From a data-governance standpoint, the explicit consent creates a lawful basis for storing IP-address logs, uploaded drawings, and subsequent email nurture tracks—critical if the vendor operates in the EU or California.
UX note: the label uses plain language ("I consent...") rather than legalese, which has been shown to increase click-through rates by 12–18% in B2B tech forms.
Mandatory Question Analysis for Additive & Hybrid Manufacturing Integration Inquiry
Important Note: This analysis provides strategic insights to help you get the most from your form's submission data for powerful follow-up actions and better outcomes. Please remove this content before publishing the form to the public.
Entity name
Without the exact entity, quotations, export-control checks, and purchase orders cannot be aligned, risking weeks of legal redraft. Mandatory capture up-front ensures the CRM record is audit-ready and prevents duplicate leads under slightly different spellings.
Describe the primary part or family you intend to print
This narrative is the cornerstone of technical feasibility. It lets application engineers determine support feasibility, build-chamber size, and post-process routing before the first call, slashing the typical RFQ cycle from three weeks to three days. Keeping it mandatory avoids the hollow lead problem where only contact details are known.
Forecast annual part quantity (per SKU)
Volume dictates whether the business case closes. A missing value forces sales to guess, leading to either over-specified (and over-priced) solutions or under-built machines that fail acceptance. Mandatory entry anchors the ROI model and drives correct automation level recommendations.
Part mobility after printing
Shipping parts to customers triggers packaging, contamination, and regulatory documentation that can add 15% to project cost. Capturing this early prevents scope creep and ensures logistics and quality teams are engaged from day one.
Preferred process
Technology choice determines which product manager and demo cell is assigned. Without this segmentation, leads sit in a generic queue, increasing response time by 48–72 h. Mandatory selection accelerates funnel velocity and improves customer experience.
Budget range for first system (machine only)
Budget is the fastest qualifier. A mandatory number prevents engineers from spending days configuring a €1 M line for a €200 k budget. It also flags when leasing or pay-per-part options should be introduced, keeping the conversation realistic and respectful of financial constraints.

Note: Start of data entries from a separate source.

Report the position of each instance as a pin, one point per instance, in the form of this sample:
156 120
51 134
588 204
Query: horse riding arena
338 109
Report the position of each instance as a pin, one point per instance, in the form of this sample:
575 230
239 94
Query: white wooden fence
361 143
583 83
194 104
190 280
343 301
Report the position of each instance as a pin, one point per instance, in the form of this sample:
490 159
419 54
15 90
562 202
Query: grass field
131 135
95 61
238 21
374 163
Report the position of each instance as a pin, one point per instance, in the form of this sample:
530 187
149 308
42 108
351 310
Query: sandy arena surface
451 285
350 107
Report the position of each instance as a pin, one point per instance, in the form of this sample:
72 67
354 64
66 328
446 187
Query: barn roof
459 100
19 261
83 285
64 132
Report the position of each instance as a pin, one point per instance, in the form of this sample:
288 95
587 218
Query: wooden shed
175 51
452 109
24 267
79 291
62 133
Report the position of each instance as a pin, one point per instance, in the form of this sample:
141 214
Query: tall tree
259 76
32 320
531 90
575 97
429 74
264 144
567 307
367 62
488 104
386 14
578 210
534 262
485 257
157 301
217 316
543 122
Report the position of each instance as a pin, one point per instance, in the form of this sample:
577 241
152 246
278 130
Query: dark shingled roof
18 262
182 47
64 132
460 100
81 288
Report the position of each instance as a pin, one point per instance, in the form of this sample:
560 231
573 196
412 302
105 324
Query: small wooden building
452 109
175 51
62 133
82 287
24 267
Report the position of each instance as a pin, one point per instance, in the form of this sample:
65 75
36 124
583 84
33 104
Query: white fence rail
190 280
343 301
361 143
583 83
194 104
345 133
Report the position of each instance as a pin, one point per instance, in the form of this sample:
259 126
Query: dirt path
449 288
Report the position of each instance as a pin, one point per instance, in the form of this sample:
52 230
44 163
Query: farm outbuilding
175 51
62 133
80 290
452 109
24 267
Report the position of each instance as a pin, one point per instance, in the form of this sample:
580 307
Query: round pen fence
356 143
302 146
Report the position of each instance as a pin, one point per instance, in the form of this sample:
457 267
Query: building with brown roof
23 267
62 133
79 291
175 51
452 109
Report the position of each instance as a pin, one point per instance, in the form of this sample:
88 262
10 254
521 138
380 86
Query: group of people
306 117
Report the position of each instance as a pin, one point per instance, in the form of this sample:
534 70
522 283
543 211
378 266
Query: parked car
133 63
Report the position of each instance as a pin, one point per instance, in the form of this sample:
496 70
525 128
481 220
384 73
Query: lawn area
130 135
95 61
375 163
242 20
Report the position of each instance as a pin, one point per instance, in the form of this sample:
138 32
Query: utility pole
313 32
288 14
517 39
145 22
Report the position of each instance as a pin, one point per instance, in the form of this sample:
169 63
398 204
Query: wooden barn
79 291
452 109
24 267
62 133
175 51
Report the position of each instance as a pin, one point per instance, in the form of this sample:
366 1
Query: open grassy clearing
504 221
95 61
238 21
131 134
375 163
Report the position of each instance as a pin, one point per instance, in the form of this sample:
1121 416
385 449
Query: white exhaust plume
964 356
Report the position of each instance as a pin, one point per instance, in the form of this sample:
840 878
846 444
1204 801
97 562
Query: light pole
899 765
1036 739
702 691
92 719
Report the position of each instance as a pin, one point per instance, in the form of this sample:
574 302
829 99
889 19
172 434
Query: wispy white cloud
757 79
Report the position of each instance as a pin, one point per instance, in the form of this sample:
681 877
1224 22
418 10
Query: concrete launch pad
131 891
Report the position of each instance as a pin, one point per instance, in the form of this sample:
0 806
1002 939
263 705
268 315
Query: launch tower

I consent to the supplier storing my data for follow-up
Explicit consent is legally required under GDPR and similar frameworks. Making it mandatory protects both parties: the vendor gains a lawful basis for processing, and the respondent receives transparency on data usage, reducing the risk of complaints or regulatory fines.
The form adopts a minimalist mandatory strategy—only 7 of 60+ fields—striking an optimal balance between data sufficiency and completion rate. This approach respects the busy schedule of manufacturing managers while still capturing the non-negotiables needed for a capital-equipment quotation. To further optimise, consider making the budget field conditionally mandatory only when automation level is set to "End-to-end autonomous factory," as ultra-high automation without budget context is rarely actionable.
Additionally, introduce progressive mandatory logic: if "Preferred process" is "Undecided," require at least one decision factor in the follow-up text to prevent blank submissions. Finally, add visual cues (red asterisks) and inline micro-copy explaining why each mandatory field matters; this has been shown to reduce abandonment by 8–12% in long B2B forms while maintaining data quality.